Conceitualmente, a malha ou grade numérica é a representação geométrica do domínio de cálculo. É a posição discreta na qual as variáveis serão calculadas. As equações do modelo serão resolvidas em TODOS os pontos da grade numérica, para cada passo de tempo.
Fazendo aqui uma analogia de um modelo numérico com o corpo humano, eu diria que o dado de entrada (forçantes) é o coração que move e dá vida ao modelo. Enquanto a grade numérica funciona como o sistema vascular, que recebe, transforma e transporta os dados recebidos. É o caminho por onde esses dados irão fluir.
Por isso a etapa de construção da grade é uma das mais importantes no processo de implementação de um modelo numérico.
Os dois pontos críticos que primeiro precisam ser definidos para dar início a construção da grade são:
- Abrangência do domínio e;
- Resolução espacial
E estes dois pontos se definem a partir de uma única pergunta: Qual o processo/fenômeno principal que seu modelo busca resolver?
Por exemplo, a discretização numérica espacial (e também temporal) de um modelo que tem como objetivo avaliar taxas de elevação do nível médio do mar será diferente de uma simulação para prever alterações morfológicas sazonais de uma praia. Além dos fenômenos analisados em si apresentarem escalas distintas de ocorrência, as forçantes que o geram também possuem naturezas específicas. Com isso, tanto a escala de abrangência quanto o nível de detalhamento do domínio numérico precisam se moldar ao processo principal que se busca resolver.
Quando uma discretização numérica é definida para um modelo, as escalas resolvíveis são naturalmente impostas, definindo quais fenômenos podem ser resolvidos.
A resolução espacial é dada pela distância entre dois nós da malha numérica. Portanto, quanto menor a distância entre os nós, melhor será a resolução da grade e maior será a quantidade de pontos onde serão resolvidas as equações do modelo. Na figura abaixo, a grade B possui resolução 4X maior que a grade A.
Porém, quanto melhor a resolução do seu modelo, maior será também o tempo necessário para executá-lo e a capacidade computacional requerida para armazenar os resultados. Por isso, o ideal não é construir uma grade com a melhor resolução possível, e sim, avaliar qual é a resolução ideal para o processo que o seu modelo busca resolver.
Formalmente, com base no teorema de amostragem de Nyquist, em um modelo numérico, as escalas não resolvíveis em uma dada dimensão são todas as escalas menores que o dobro da escala de discretização no espaço (∆x, ∆y, ∆z) e tempo (∆t). Por exemplo: se o incremento de tempo é ∆t, qualquer fenômeno com período ou duração menor que 2∆t será não resolvível; qualquer vórtice horizontal, pluma efluente ou mancha de óleo com dimensões menores que 2(∆x2+∆y2)½ será não resolvível. Na prática, para ser razoavelmente resolvido em uma malha ou grade numérica, o fenômeno precisa ter uma escala pelo menos 4 vezes maior que a escala de discretização. E, para ser bem resolvido de fato, o fenômeno deve ser pelo menos 8 vezes maior que a escala de discretização (ROSMAN, 2001).
O primeiro e mais fundamental passo de calibração é checar se as escalas características dos fenômenos de interesse e as escalas de discretização do modelo são compatíveis. O mesmo vale para a discretização também no domínio do tempo. Frequentemente quando os resultados do modelo não representam bem os dados medidos, parte das causas está na discretização espacial e/ou temporal inadequada. Este é também o principal motivo pelo qual algumas vezes os resultados do modelo parecem muito suavizados ou bem comportados quando comparados aos dados medidos (ROSMAN, 2001).
Com a abrangência e resolução do domínio numérico definidas, pode-se então dar-se início a construção da grade.

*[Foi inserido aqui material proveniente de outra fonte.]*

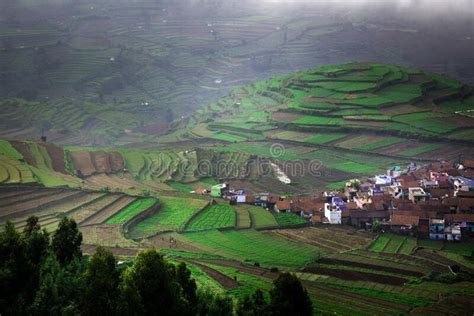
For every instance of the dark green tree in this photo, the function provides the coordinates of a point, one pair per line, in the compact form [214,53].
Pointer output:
[211,304]
[60,288]
[37,241]
[67,239]
[188,285]
[289,297]
[150,287]
[37,245]
[101,280]
[14,271]
[254,305]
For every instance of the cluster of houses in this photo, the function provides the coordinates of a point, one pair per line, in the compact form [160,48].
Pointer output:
[435,201]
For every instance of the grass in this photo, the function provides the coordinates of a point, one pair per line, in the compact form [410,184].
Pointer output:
[181,187]
[289,219]
[354,167]
[131,211]
[212,217]
[172,215]
[324,138]
[253,246]
[319,120]
[260,217]
[420,150]
[392,243]
[387,141]
[228,137]
[7,150]
[379,244]
[336,185]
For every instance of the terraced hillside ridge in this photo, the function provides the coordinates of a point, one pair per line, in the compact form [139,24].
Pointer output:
[49,205]
[354,119]
[89,163]
[88,79]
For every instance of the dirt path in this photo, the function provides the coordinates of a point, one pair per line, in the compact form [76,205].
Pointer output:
[118,251]
[226,282]
[357,275]
[355,297]
[109,211]
[253,270]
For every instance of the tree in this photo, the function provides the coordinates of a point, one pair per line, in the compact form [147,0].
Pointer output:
[188,286]
[36,245]
[60,288]
[254,305]
[211,304]
[150,287]
[67,239]
[289,297]
[101,281]
[14,270]
[37,240]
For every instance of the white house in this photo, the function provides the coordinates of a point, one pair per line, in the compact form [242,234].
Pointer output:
[332,213]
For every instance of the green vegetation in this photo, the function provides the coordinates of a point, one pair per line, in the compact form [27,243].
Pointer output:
[387,141]
[260,217]
[7,150]
[420,150]
[213,217]
[254,246]
[289,219]
[173,214]
[131,211]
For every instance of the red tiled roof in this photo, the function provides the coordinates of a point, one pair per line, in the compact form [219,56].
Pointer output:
[200,191]
[469,164]
[437,193]
[283,205]
[308,205]
[459,218]
[465,204]
[420,214]
[404,220]
[466,194]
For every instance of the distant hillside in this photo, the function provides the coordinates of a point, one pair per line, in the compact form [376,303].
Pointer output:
[338,122]
[119,169]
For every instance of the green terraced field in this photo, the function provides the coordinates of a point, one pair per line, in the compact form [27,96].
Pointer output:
[289,219]
[7,150]
[254,246]
[213,217]
[131,211]
[392,243]
[420,150]
[260,217]
[172,215]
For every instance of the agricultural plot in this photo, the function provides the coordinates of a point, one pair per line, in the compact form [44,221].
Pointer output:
[328,241]
[173,215]
[266,249]
[131,211]
[111,210]
[213,217]
[259,217]
[243,217]
[391,243]
[289,219]
[420,150]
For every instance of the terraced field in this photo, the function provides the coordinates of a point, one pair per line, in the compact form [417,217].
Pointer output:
[266,250]
[174,213]
[213,217]
[50,205]
[357,118]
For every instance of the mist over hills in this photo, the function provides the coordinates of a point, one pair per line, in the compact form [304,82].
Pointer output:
[118,66]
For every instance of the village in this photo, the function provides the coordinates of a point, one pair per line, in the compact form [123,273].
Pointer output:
[434,201]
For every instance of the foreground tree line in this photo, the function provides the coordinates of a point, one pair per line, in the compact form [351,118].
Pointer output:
[48,275]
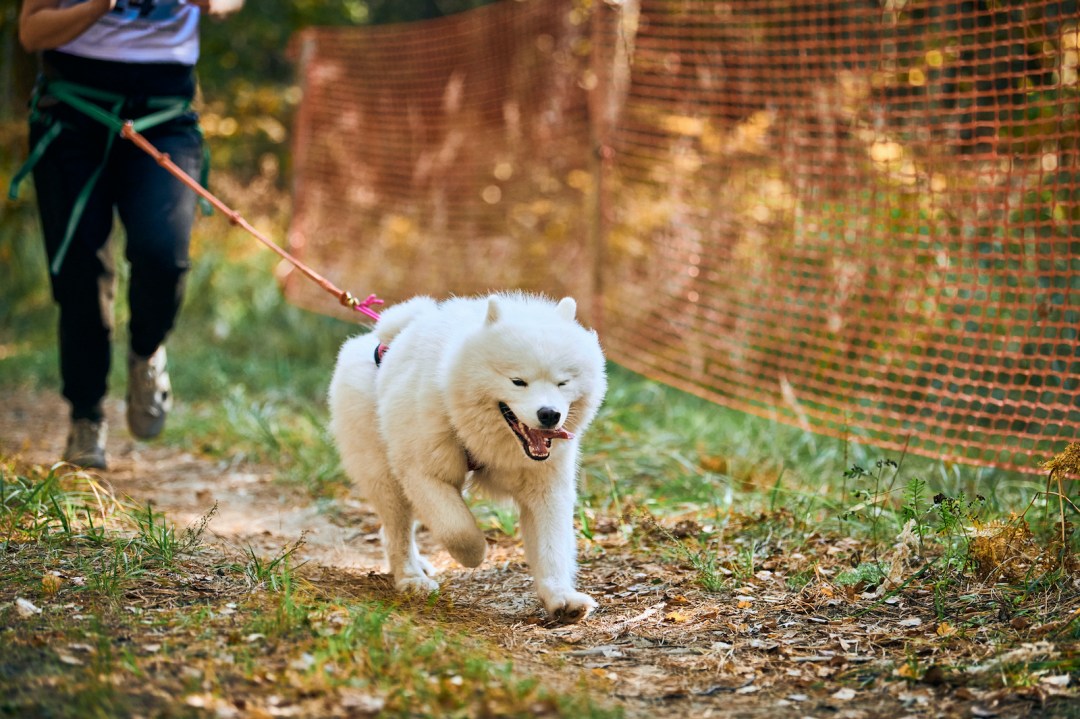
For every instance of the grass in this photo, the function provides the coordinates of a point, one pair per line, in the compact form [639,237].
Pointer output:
[718,496]
[110,635]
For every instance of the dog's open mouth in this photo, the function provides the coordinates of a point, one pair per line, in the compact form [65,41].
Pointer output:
[536,443]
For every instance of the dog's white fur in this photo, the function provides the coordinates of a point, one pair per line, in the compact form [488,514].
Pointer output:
[406,429]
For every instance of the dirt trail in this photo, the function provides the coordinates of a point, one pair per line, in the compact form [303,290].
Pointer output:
[659,645]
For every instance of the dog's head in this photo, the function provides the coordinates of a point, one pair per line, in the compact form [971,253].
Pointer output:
[534,368]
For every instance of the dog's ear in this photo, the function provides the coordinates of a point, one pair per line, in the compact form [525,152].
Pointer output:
[566,308]
[493,310]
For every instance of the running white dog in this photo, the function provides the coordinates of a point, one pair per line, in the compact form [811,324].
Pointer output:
[493,390]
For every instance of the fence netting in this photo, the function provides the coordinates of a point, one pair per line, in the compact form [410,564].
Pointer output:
[862,217]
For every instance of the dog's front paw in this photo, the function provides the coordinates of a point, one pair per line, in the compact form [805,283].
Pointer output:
[469,547]
[568,607]
[416,584]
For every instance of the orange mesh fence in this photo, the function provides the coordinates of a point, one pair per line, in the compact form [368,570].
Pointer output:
[858,217]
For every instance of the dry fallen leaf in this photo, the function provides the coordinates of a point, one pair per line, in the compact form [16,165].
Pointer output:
[26,608]
[51,583]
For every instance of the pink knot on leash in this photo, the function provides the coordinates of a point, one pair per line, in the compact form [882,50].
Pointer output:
[364,307]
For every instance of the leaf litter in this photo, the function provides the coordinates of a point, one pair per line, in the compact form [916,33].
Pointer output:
[779,637]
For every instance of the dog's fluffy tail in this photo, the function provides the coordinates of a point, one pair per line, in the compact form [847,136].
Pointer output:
[396,317]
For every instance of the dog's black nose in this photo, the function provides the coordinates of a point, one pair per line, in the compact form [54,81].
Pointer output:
[549,417]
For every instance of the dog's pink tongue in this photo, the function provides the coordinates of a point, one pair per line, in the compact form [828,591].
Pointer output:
[540,439]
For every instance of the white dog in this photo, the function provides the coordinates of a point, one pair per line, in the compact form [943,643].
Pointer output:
[494,390]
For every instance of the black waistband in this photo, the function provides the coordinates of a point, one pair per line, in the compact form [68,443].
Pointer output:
[131,79]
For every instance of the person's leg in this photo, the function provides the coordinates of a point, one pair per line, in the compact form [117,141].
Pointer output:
[158,213]
[84,285]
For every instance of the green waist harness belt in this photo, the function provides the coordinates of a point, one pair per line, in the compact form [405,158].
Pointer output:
[103,107]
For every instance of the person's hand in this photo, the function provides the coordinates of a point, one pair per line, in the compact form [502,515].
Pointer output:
[43,24]
[218,7]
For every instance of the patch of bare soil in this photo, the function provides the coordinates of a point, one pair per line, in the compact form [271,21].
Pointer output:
[781,639]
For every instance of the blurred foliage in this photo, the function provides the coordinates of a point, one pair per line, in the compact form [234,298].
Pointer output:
[247,73]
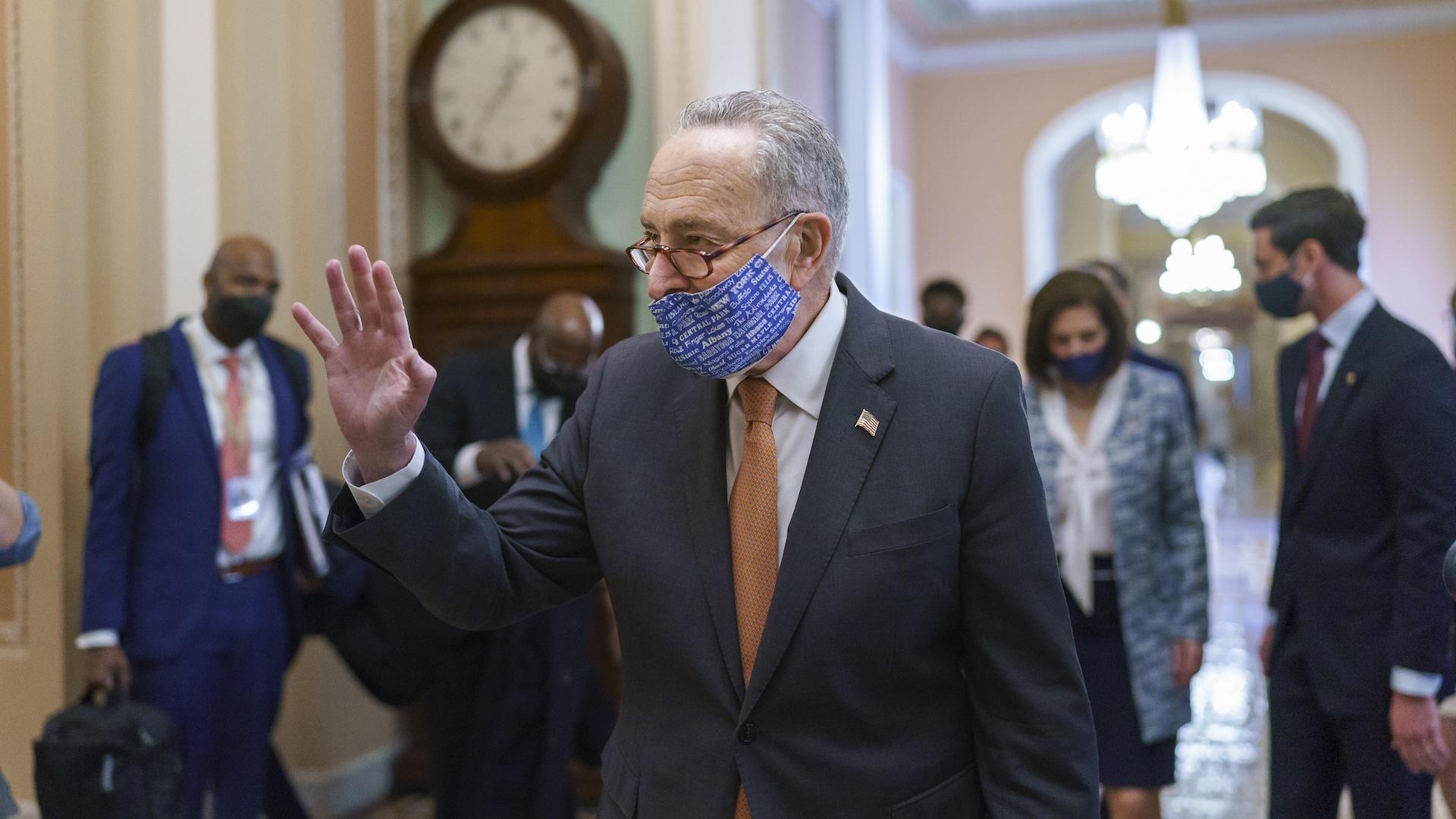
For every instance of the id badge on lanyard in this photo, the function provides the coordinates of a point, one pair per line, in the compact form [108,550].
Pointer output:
[242,499]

Do ponto de vista numérico, a grade precisa também obedecer alguns parâmetros estruturais e de qualidade a fim de minimizar ao máximo a ocorrência de erros e ruídos numéricos (que podem se empilhar a cada passo de tempo em que os cálculos são realizados). Cada modelo tem descrito em seu manual quais são estes parâmetros e seus respectivos valores desejáveis. Os principais parâmetros aplicados são: ortogonalidade (para grades estruturadas), resolução, suavidade e proporcionalidade.

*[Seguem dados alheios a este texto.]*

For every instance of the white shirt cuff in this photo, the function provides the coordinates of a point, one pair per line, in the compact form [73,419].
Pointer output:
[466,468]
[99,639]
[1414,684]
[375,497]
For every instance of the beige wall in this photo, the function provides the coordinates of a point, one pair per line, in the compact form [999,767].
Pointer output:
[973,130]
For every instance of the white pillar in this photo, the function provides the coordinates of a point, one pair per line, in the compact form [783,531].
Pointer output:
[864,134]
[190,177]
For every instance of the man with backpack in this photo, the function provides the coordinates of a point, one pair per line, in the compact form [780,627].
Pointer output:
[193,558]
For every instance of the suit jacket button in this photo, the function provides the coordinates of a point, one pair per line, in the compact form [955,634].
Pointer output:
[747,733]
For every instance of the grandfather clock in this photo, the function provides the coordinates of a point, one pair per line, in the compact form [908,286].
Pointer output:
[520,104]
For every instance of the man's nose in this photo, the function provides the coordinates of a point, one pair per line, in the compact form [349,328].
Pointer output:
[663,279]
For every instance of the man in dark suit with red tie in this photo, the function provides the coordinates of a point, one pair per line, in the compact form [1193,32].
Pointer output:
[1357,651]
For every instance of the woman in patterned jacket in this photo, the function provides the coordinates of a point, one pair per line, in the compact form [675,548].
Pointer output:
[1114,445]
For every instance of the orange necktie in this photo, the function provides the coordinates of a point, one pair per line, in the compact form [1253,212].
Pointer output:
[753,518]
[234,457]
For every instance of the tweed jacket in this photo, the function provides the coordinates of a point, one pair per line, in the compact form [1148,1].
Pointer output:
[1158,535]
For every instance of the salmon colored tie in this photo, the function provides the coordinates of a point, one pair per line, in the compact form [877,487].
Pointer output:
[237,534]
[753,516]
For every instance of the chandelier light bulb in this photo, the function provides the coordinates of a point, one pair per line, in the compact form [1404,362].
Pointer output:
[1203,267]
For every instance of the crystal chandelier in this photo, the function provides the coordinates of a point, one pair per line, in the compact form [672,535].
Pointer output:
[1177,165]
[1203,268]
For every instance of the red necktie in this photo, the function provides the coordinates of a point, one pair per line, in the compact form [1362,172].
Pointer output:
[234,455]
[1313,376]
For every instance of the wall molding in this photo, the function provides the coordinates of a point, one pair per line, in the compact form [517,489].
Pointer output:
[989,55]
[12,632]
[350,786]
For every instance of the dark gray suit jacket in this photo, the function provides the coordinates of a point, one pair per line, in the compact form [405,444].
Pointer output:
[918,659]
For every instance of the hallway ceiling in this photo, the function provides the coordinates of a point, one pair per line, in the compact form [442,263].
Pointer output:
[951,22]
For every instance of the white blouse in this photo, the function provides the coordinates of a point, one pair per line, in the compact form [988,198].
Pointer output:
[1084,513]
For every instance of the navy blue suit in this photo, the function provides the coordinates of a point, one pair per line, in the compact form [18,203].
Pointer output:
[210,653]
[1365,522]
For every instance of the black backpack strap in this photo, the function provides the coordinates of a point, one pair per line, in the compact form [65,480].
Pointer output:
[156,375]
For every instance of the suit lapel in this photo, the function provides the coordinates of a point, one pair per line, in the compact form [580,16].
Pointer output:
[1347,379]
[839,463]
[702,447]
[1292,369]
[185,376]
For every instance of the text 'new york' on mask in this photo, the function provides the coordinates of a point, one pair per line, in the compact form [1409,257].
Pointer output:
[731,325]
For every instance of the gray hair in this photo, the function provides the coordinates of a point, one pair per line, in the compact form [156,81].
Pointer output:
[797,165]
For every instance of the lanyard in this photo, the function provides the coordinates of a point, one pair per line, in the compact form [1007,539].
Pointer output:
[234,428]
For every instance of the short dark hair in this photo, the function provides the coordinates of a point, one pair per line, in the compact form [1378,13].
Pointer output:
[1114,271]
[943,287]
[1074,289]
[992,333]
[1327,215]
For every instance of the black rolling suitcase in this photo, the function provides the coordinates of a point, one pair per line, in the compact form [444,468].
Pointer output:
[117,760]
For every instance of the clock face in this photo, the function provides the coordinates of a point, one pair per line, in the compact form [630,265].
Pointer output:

Recapitulando: Para obter bons resultados de uma simulação, é imprescindível que o modelador se atente a construir uma grade numérica com abrangência e resolução compatíveis com o processo a ser estudado, e que obedeça aos parâmetros de qualidade definidos no manual do modelo. Qualquer dúvida ou sugestão, me manda um e-mail. Bora trocar!
Fonte citada:
ROSMAN, P. C.C. Um Sistema Computacional de Hidrodinâmica Ambiental – Capítulo 1 (pp 1-161) do livro Métodos Numéricos em Recursos Hídricos, Vol. 5. Editora ABRH e Fundação COPPETEC. 2001.